My Father's Beach House in British Columbia, 1989

If every moment of your life was set to music, what would play the most often?

Would your composition consist of the same instruments, the same notes played in the same way, over and over again? Or would it be different each day--a variety of themes and genres and timbres for an ever-changing life in a constantly moving world, the kind created by the rising and falling of an individual heart?

Would its colors change or fade with the seasons?

Music permits time travel, forward and back. Music takes us back to the very time and place we first heard notes played, reaching a place in our core, where we connect to something bigger than ourselves. Regardless of our varied aptitudes in creating it, we are all wired to respond to it. Music is a gift. It allows for retrieval and respite, it promises and fulfills. It shows us the future too.

My Barn in Kansas, 2019

It fills me with joy some days. Others, it makes me feel melancholy and needy. Occasionally, it reminds me of loss. Then, it rushes to accompany me, to speak of my feelings upon arrival back. In those spaces it is new all over again. Even as it is old.

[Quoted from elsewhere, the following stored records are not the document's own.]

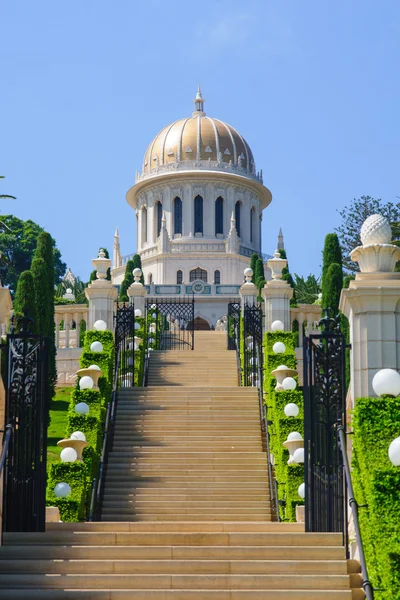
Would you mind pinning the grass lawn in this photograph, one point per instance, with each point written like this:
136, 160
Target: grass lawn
58, 414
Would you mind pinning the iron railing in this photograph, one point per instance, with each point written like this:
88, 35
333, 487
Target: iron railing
170, 322
369, 590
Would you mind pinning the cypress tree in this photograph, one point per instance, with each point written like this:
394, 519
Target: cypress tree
253, 262
137, 262
128, 280
44, 286
24, 301
331, 253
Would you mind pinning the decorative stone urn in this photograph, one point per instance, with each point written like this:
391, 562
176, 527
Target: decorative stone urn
293, 442
277, 264
280, 373
377, 254
77, 445
94, 372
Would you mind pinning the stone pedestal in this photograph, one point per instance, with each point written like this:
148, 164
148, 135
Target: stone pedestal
248, 295
137, 294
101, 294
277, 295
372, 305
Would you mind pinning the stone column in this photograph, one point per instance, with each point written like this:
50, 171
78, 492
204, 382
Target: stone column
137, 292
372, 305
101, 294
248, 292
277, 294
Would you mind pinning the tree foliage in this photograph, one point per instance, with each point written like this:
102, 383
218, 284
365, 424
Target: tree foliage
127, 282
24, 301
354, 215
17, 246
43, 276
307, 290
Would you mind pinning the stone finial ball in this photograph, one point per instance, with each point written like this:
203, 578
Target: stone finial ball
376, 230
277, 326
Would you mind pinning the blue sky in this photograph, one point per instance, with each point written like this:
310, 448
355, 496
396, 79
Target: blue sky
313, 86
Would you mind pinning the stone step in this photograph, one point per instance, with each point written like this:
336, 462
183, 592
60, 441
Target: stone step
177, 538
73, 594
176, 566
179, 581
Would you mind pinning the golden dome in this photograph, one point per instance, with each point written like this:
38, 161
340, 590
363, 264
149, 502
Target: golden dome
199, 139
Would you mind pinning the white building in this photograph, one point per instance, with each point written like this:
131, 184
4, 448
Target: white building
198, 204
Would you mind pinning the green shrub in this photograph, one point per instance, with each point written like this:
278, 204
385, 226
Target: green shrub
289, 477
376, 422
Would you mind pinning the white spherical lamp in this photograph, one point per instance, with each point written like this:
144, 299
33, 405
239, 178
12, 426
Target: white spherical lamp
86, 383
302, 490
100, 325
279, 348
394, 452
78, 435
289, 384
294, 436
96, 347
82, 408
62, 490
298, 456
68, 455
386, 381
291, 410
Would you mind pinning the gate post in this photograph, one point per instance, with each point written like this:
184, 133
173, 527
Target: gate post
101, 294
371, 303
137, 292
277, 295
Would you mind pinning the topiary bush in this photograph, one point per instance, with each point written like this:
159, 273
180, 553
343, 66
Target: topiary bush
289, 477
376, 423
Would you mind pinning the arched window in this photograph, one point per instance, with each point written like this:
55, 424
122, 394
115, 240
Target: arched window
219, 215
198, 274
237, 216
198, 215
144, 225
159, 217
177, 215
252, 223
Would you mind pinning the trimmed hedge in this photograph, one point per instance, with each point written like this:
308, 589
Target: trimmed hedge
289, 477
376, 423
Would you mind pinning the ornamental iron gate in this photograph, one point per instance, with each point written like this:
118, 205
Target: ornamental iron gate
25, 374
170, 322
233, 325
252, 355
125, 344
324, 412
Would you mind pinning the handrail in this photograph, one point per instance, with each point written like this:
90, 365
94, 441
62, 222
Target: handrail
7, 437
367, 585
264, 424
108, 426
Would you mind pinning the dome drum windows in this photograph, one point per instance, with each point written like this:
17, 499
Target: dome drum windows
219, 216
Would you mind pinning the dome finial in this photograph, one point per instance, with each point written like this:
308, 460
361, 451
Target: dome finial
199, 103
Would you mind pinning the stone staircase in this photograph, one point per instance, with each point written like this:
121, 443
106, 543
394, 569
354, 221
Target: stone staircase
186, 512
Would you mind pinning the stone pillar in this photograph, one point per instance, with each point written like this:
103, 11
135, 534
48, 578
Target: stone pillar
372, 305
248, 292
277, 294
101, 294
137, 292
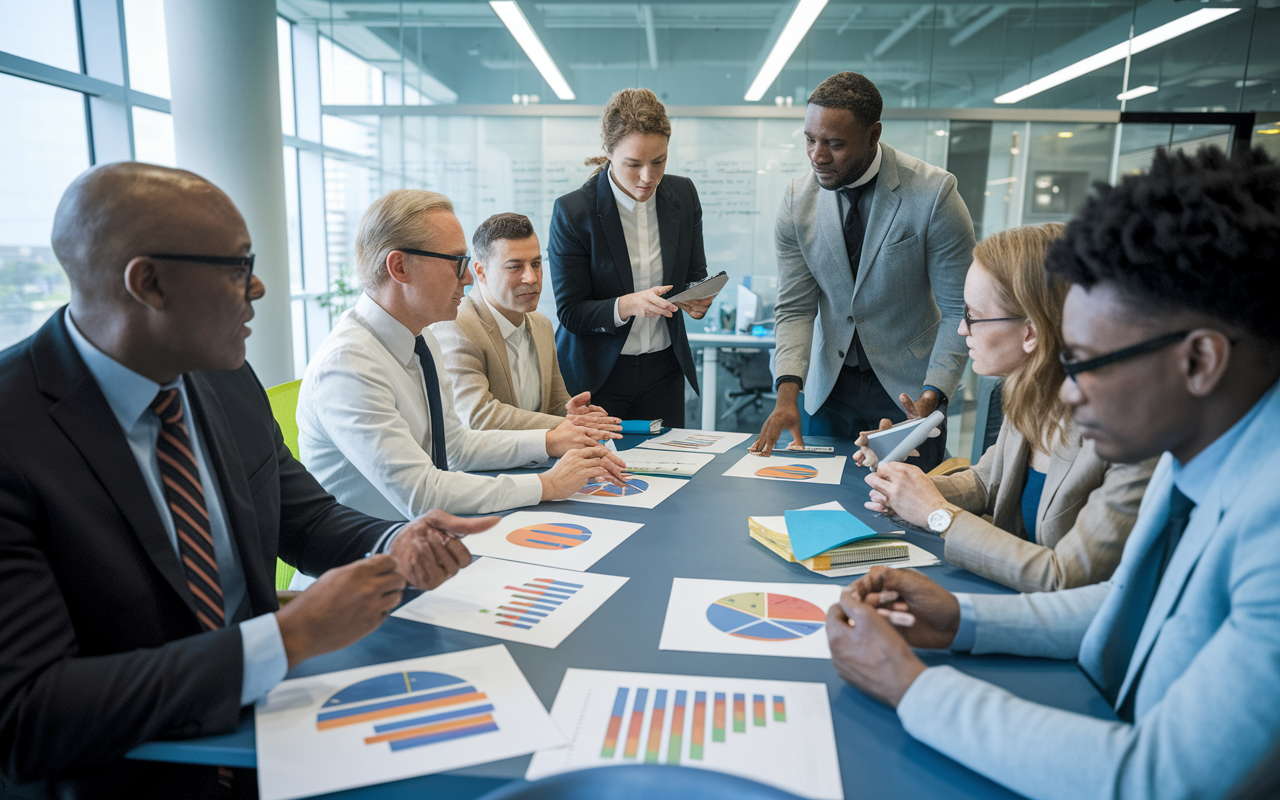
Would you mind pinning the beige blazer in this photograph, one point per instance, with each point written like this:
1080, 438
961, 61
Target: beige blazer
475, 357
1084, 516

So on a day such as today, when the skies are a livid blue gray over verduous green, as a steady rain falls over a peaceful, hopeful world celebrating the newness of spring, the deep, rich notes that play in my headset are solemn and steady and promising at once. They weave a thick texture that hints at otherworldly contribution, speaking of a place beyond reach, just beyond sight, yet understood, a dimension where my current pain and longing is part of my story--my past and present, but not of my future.

My future is joy played! My present is a composition to that end.

In this moment, however, what resounds are tears and disappointments and joy and celebration at once. I'm sluffing off those melodies which no longer hold the power to sway in favor of the new notes I create as part of the great symphony I will one day join.

But sometimes I take a moment.

You see, today, forced inside by another rainy day, I once again found a stack of old photographs that hold all that remains outside of my own memory. The ones taken in a place by the sea, where the skies are mostly gray and the beaches are full of small stones. Where killer whales play in alcoves below humans who drink coffee and draw the world and tend flower beds in cool, salty air. Where what plays on the old stereo is classical but what reaches my ears is electronic and ethereal and my father is restored to me. He is sitting just above the waves at the patio table he set on a weathered deck where he will forever be enjoying his view--the one he connected with above all others, just before he left this world.

I haven't looked at those old photos but maybe three times in the last three decades. And now, seeing the misty seashore, I hear music play, and the world outside my window--a vibrant, fertile, solemn placed tucked away at the edge of Kansas, seems connected in song with a place so far away in British Columbia. A place where the same pieces still play, even as I create new notes. Places where the rain falls.

My Father's "Little Park Bench" View to the Sea, 1989

Some notes would fade completely were it not for my mind and the pictures I found today.

So, I guess it's okay to play this old music again. As long as it isn't often. As long as I don't lose myself in it. As long as I turn up the volume on the new and dance in it.